Puede haber humor sin sabiduría, pero no lo contrario. Las tradiciones espirituales más conocidas de oriente y la filosofía antigua atestiguan lo anterior. Por ejemplo, el guía espiritual Bhagwan Shree Rajneesh  cita el curioso caso de un místico japonés llamado Hotei a quien se lo apodó el “Buda que ríe”: “En Japón, un gran místico, Hotei, fue llamado el Buda que ríe.

Fue uno de los místicos más amados en Japón y nunca pronunció una sola palabra. Cuando se iluminó comenzó a reírse y siempre que alguien le preguntaba, ¿de qué te ríes?, él reía más. Iba de pueblo en pueblo riéndose… En toda su vida, después de su iluminación, por alrededor de cuarenta y cinco años, solo hizo una cosa: y fue reírse. Ese era su mensaje, su evangelio, su sagrada escritura”.Las personas que conocían a Hotei no podían parar de reír y no tenían idea de por qué lo hacían. En realidad se reían sin razón, algo que no entra en la cabeza de una persona ceñuda y amargada.

El buen humor que acompaña la sabiduría posee la curiosa capacidad de juntar los polos opuestos en una dimensión paradójica inesperada y producir una sensación de soltura y relajamiento. Tres ejemplos:

  • Montaigne: “Mi vida ha estado repleta de terribles desgracias, la mayoría de las cuales nunca sucedieron”.
  • Óscar Wilde y un diálogo de la obra, Un marido ideal: /Cosa extraordinaria la que sucede con las clases bajas en Inglaterra. A cada rato se les muere algún pariente/ ¡Sí, mi lord! A ese respecto son extremadamente afortunados.
  • Groucho Marx: “Partiendo de la nada hemos alcanzado las más altas cotas de miseria”.

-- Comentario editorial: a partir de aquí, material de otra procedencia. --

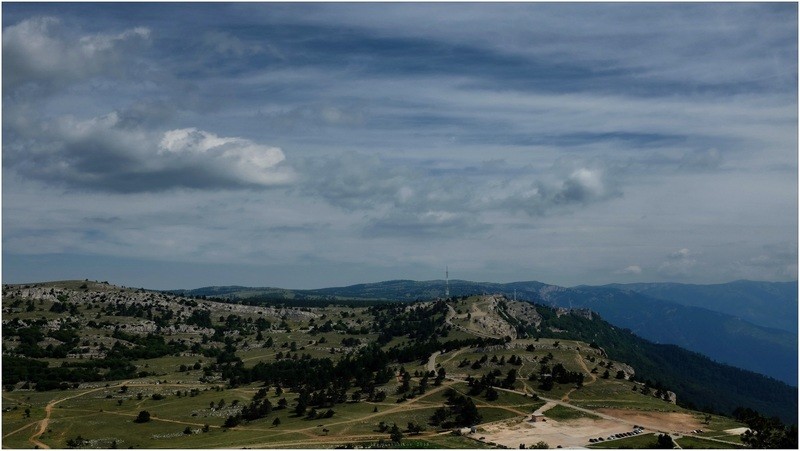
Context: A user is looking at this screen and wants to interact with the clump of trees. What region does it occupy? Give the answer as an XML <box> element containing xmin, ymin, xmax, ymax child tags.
<box><xmin>733</xmin><ymin>407</ymin><xmax>797</xmax><ymax>449</ymax></box>
<box><xmin>428</xmin><ymin>388</ymin><xmax>481</xmax><ymax>429</ymax></box>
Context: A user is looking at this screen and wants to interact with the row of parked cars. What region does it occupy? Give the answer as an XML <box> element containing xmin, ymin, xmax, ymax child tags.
<box><xmin>589</xmin><ymin>426</ymin><xmax>644</xmax><ymax>443</ymax></box>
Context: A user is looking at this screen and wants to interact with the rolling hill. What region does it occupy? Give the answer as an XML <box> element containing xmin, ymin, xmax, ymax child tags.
<box><xmin>178</xmin><ymin>280</ymin><xmax>798</xmax><ymax>386</ymax></box>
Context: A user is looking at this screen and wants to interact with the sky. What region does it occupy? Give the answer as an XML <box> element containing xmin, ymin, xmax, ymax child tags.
<box><xmin>2</xmin><ymin>2</ymin><xmax>798</xmax><ymax>289</ymax></box>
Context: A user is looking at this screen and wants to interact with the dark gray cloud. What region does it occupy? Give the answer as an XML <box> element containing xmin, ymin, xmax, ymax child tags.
<box><xmin>2</xmin><ymin>3</ymin><xmax>798</xmax><ymax>288</ymax></box>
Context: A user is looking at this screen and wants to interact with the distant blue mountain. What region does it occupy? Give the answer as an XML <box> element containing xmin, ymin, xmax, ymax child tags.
<box><xmin>181</xmin><ymin>280</ymin><xmax>798</xmax><ymax>387</ymax></box>
<box><xmin>607</xmin><ymin>280</ymin><xmax>798</xmax><ymax>334</ymax></box>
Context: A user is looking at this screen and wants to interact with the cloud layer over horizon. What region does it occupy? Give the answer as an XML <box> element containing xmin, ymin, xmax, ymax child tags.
<box><xmin>2</xmin><ymin>3</ymin><xmax>798</xmax><ymax>288</ymax></box>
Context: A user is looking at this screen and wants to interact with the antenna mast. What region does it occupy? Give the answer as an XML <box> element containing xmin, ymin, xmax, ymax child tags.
<box><xmin>444</xmin><ymin>266</ymin><xmax>450</xmax><ymax>298</ymax></box>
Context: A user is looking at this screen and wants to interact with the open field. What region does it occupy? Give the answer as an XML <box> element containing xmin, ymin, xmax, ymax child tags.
<box><xmin>2</xmin><ymin>283</ymin><xmax>756</xmax><ymax>448</ymax></box>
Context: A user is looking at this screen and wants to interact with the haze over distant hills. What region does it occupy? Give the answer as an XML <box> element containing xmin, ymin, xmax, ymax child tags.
<box><xmin>180</xmin><ymin>280</ymin><xmax>798</xmax><ymax>386</ymax></box>
<box><xmin>608</xmin><ymin>280</ymin><xmax>797</xmax><ymax>333</ymax></box>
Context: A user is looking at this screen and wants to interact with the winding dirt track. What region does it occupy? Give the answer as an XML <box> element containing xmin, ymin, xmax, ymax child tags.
<box><xmin>26</xmin><ymin>387</ymin><xmax>116</xmax><ymax>449</ymax></box>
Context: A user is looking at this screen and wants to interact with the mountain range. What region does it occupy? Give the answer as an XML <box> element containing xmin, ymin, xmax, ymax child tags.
<box><xmin>175</xmin><ymin>280</ymin><xmax>798</xmax><ymax>387</ymax></box>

La irreverencia del doble sentido, del sarcasmo, del ‘humor inteligente’, ¿habrá algo más subversivo que el humor bien manejado? Alguien decía que la vida es muy importante para tomársela en serio. Si  todavía no hemos sido víctima del endiosamiento, deberíamos aprender a tomarnos el pelo a nosotros mismos de tanto en tanto, como un ejercicio de sincera modestia y frescura.

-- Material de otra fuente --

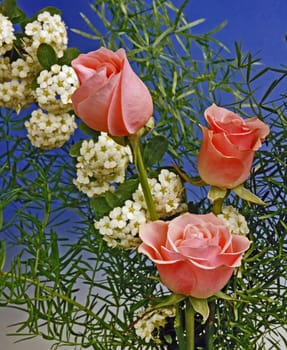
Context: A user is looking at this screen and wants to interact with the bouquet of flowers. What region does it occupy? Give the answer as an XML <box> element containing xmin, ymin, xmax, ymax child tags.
<box><xmin>0</xmin><ymin>0</ymin><xmax>287</xmax><ymax>350</ymax></box>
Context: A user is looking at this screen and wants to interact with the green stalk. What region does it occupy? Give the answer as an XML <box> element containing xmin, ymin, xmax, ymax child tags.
<box><xmin>185</xmin><ymin>298</ymin><xmax>195</xmax><ymax>350</ymax></box>
<box><xmin>129</xmin><ymin>135</ymin><xmax>158</xmax><ymax>221</ymax></box>
<box><xmin>205</xmin><ymin>302</ymin><xmax>215</xmax><ymax>350</ymax></box>
<box><xmin>174</xmin><ymin>303</ymin><xmax>186</xmax><ymax>350</ymax></box>
<box><xmin>212</xmin><ymin>198</ymin><xmax>225</xmax><ymax>215</ymax></box>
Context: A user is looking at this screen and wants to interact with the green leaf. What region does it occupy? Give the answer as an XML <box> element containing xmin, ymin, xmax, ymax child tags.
<box><xmin>207</xmin><ymin>186</ymin><xmax>227</xmax><ymax>202</ymax></box>
<box><xmin>37</xmin><ymin>43</ymin><xmax>58</xmax><ymax>69</ymax></box>
<box><xmin>59</xmin><ymin>47</ymin><xmax>81</xmax><ymax>66</ymax></box>
<box><xmin>0</xmin><ymin>239</ymin><xmax>6</xmax><ymax>271</ymax></box>
<box><xmin>143</xmin><ymin>135</ymin><xmax>168</xmax><ymax>167</ymax></box>
<box><xmin>232</xmin><ymin>185</ymin><xmax>266</xmax><ymax>205</ymax></box>
<box><xmin>189</xmin><ymin>297</ymin><xmax>209</xmax><ymax>323</ymax></box>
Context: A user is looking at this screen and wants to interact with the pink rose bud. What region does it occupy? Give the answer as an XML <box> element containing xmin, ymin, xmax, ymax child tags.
<box><xmin>198</xmin><ymin>104</ymin><xmax>270</xmax><ymax>189</ymax></box>
<box><xmin>139</xmin><ymin>213</ymin><xmax>251</xmax><ymax>299</ymax></box>
<box><xmin>72</xmin><ymin>47</ymin><xmax>153</xmax><ymax>136</ymax></box>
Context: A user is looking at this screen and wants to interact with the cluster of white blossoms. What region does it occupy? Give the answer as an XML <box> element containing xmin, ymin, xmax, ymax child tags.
<box><xmin>0</xmin><ymin>13</ymin><xmax>16</xmax><ymax>55</ymax></box>
<box><xmin>0</xmin><ymin>11</ymin><xmax>78</xmax><ymax>150</ymax></box>
<box><xmin>25</xmin><ymin>109</ymin><xmax>77</xmax><ymax>150</ymax></box>
<box><xmin>217</xmin><ymin>205</ymin><xmax>249</xmax><ymax>236</ymax></box>
<box><xmin>134</xmin><ymin>306</ymin><xmax>175</xmax><ymax>343</ymax></box>
<box><xmin>133</xmin><ymin>169</ymin><xmax>187</xmax><ymax>218</ymax></box>
<box><xmin>35</xmin><ymin>64</ymin><xmax>79</xmax><ymax>113</ymax></box>
<box><xmin>74</xmin><ymin>132</ymin><xmax>131</xmax><ymax>197</ymax></box>
<box><xmin>95</xmin><ymin>169</ymin><xmax>187</xmax><ymax>249</ymax></box>
<box><xmin>0</xmin><ymin>13</ymin><xmax>33</xmax><ymax>111</ymax></box>
<box><xmin>24</xmin><ymin>11</ymin><xmax>68</xmax><ymax>58</ymax></box>
<box><xmin>95</xmin><ymin>200</ymin><xmax>147</xmax><ymax>249</ymax></box>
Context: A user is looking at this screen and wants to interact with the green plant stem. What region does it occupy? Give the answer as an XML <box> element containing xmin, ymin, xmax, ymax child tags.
<box><xmin>174</xmin><ymin>303</ymin><xmax>186</xmax><ymax>350</ymax></box>
<box><xmin>185</xmin><ymin>298</ymin><xmax>195</xmax><ymax>350</ymax></box>
<box><xmin>205</xmin><ymin>302</ymin><xmax>215</xmax><ymax>350</ymax></box>
<box><xmin>129</xmin><ymin>135</ymin><xmax>158</xmax><ymax>221</ymax></box>
<box><xmin>0</xmin><ymin>271</ymin><xmax>117</xmax><ymax>334</ymax></box>
<box><xmin>212</xmin><ymin>198</ymin><xmax>224</xmax><ymax>215</ymax></box>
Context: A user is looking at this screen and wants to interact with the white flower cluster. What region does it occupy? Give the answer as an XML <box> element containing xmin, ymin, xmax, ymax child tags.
<box><xmin>95</xmin><ymin>200</ymin><xmax>146</xmax><ymax>249</ymax></box>
<box><xmin>35</xmin><ymin>64</ymin><xmax>79</xmax><ymax>114</ymax></box>
<box><xmin>133</xmin><ymin>169</ymin><xmax>186</xmax><ymax>218</ymax></box>
<box><xmin>134</xmin><ymin>307</ymin><xmax>175</xmax><ymax>343</ymax></box>
<box><xmin>24</xmin><ymin>11</ymin><xmax>68</xmax><ymax>58</ymax></box>
<box><xmin>0</xmin><ymin>13</ymin><xmax>33</xmax><ymax>111</ymax></box>
<box><xmin>74</xmin><ymin>133</ymin><xmax>131</xmax><ymax>197</ymax></box>
<box><xmin>95</xmin><ymin>169</ymin><xmax>186</xmax><ymax>249</ymax></box>
<box><xmin>217</xmin><ymin>205</ymin><xmax>249</xmax><ymax>236</ymax></box>
<box><xmin>0</xmin><ymin>79</ymin><xmax>34</xmax><ymax>112</ymax></box>
<box><xmin>0</xmin><ymin>11</ymin><xmax>78</xmax><ymax>133</ymax></box>
<box><xmin>25</xmin><ymin>109</ymin><xmax>77</xmax><ymax>150</ymax></box>
<box><xmin>0</xmin><ymin>13</ymin><xmax>16</xmax><ymax>55</ymax></box>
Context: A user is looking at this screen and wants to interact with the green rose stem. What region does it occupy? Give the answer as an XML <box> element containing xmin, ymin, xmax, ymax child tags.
<box><xmin>185</xmin><ymin>298</ymin><xmax>195</xmax><ymax>350</ymax></box>
<box><xmin>205</xmin><ymin>301</ymin><xmax>215</xmax><ymax>350</ymax></box>
<box><xmin>205</xmin><ymin>196</ymin><xmax>226</xmax><ymax>350</ymax></box>
<box><xmin>174</xmin><ymin>303</ymin><xmax>186</xmax><ymax>350</ymax></box>
<box><xmin>129</xmin><ymin>134</ymin><xmax>158</xmax><ymax>221</ymax></box>
<box><xmin>212</xmin><ymin>198</ymin><xmax>225</xmax><ymax>215</ymax></box>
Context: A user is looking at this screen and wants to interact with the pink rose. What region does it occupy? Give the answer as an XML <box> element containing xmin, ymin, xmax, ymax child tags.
<box><xmin>198</xmin><ymin>104</ymin><xmax>269</xmax><ymax>189</ymax></box>
<box><xmin>72</xmin><ymin>48</ymin><xmax>153</xmax><ymax>136</ymax></box>
<box><xmin>139</xmin><ymin>213</ymin><xmax>250</xmax><ymax>298</ymax></box>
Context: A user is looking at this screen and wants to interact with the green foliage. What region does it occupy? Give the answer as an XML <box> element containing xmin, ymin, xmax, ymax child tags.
<box><xmin>0</xmin><ymin>0</ymin><xmax>287</xmax><ymax>350</ymax></box>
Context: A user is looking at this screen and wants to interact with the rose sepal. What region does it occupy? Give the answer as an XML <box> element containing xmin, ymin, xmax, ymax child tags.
<box><xmin>207</xmin><ymin>186</ymin><xmax>228</xmax><ymax>203</ymax></box>
<box><xmin>232</xmin><ymin>184</ymin><xmax>267</xmax><ymax>205</ymax></box>
<box><xmin>172</xmin><ymin>163</ymin><xmax>207</xmax><ymax>186</ymax></box>
<box><xmin>189</xmin><ymin>297</ymin><xmax>210</xmax><ymax>324</ymax></box>
<box><xmin>148</xmin><ymin>293</ymin><xmax>186</xmax><ymax>309</ymax></box>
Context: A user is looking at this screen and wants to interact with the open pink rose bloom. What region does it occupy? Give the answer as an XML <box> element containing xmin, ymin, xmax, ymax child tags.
<box><xmin>72</xmin><ymin>48</ymin><xmax>153</xmax><ymax>136</ymax></box>
<box><xmin>197</xmin><ymin>104</ymin><xmax>269</xmax><ymax>189</ymax></box>
<box><xmin>139</xmin><ymin>213</ymin><xmax>251</xmax><ymax>298</ymax></box>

La capacidad de sentir y expresar

Este es un aparte de la  ‘Guía práctica para mejorar la autoestima’ de Walter Riso  (es recomendable que la leas) que bien cae a este caso, el de tener esa tremenda habilidad emocional de reconocerse, autoexaminarse, juzgarse sin condena y reír de sí mismo sin tapujos ni contención alguna. Si bien los sentimientos pueden poseer un canal propio de reconocimiento y traducción, estos pueden verse obstaculizados o facilitados por la influencia de nuestros pensamientos. Por ejemplo, una creencia típica que impide vivir la emoción cómodamente es la siguiente: “Expresar emociones libremente es hacer el ridículo”. Este mandato, de mucho arraigo en ciertas culturas y grupos sociales, considera la represión de expresión de emociones como un acto de adecuación social y sobriedad. El problema es que no llorar, gritar, ofuscarse, “saltar de la alegría” o reírse a carcajadas de vez en cuando, sin recato ni compostura, es estar medio muerto. La norma que predica y promueve “no salirse jamás del punto adecuado”, hace de la represión afectiva una virtud. Terrible cárcel represiva esta.

No se promulga la impulsividad ciega y totalmente descontrolada de hablar duro, llorar a toda hora y reírse por nada. Lo que no compartimos es la absurda idea de que la expresión franca y honesta de los sentimientos es “primitiva”, poco civilizada, impropia e inconveniente. ¿Impropia para quién? ¿Inconveniente para quién? La capacidad de sentir la vida, en el amplio sentido de la palabra, no es una enfermedad frente a la cual hay que crear inmunidad: es salud física y mental.

Reírse de sí mismo, cuando se hace sin condenas ni flagelos, es evidencia de adecuados niveles de autoestima, pues esa expresión tiene implícita una mente flexible en la relación que se establece consigo mismo, denota libertad sin subyugarse a imágenes rígidas de sí mismo ni, mucho menos, a los prejuicios de los demás. Reírse de sí mismo denota una inteligencia adaptativa, flexible y despierta, una conexión anclada profundamente con las propias emociones y, evidentemente, una infinita humildad. Alguien así es capaz de obtener perspectivas mucho más objetivas de las personas y de los hechos, es una persona que evoluciona adecuadamente puesto que es capaz de cuestionarse de manera constructiva.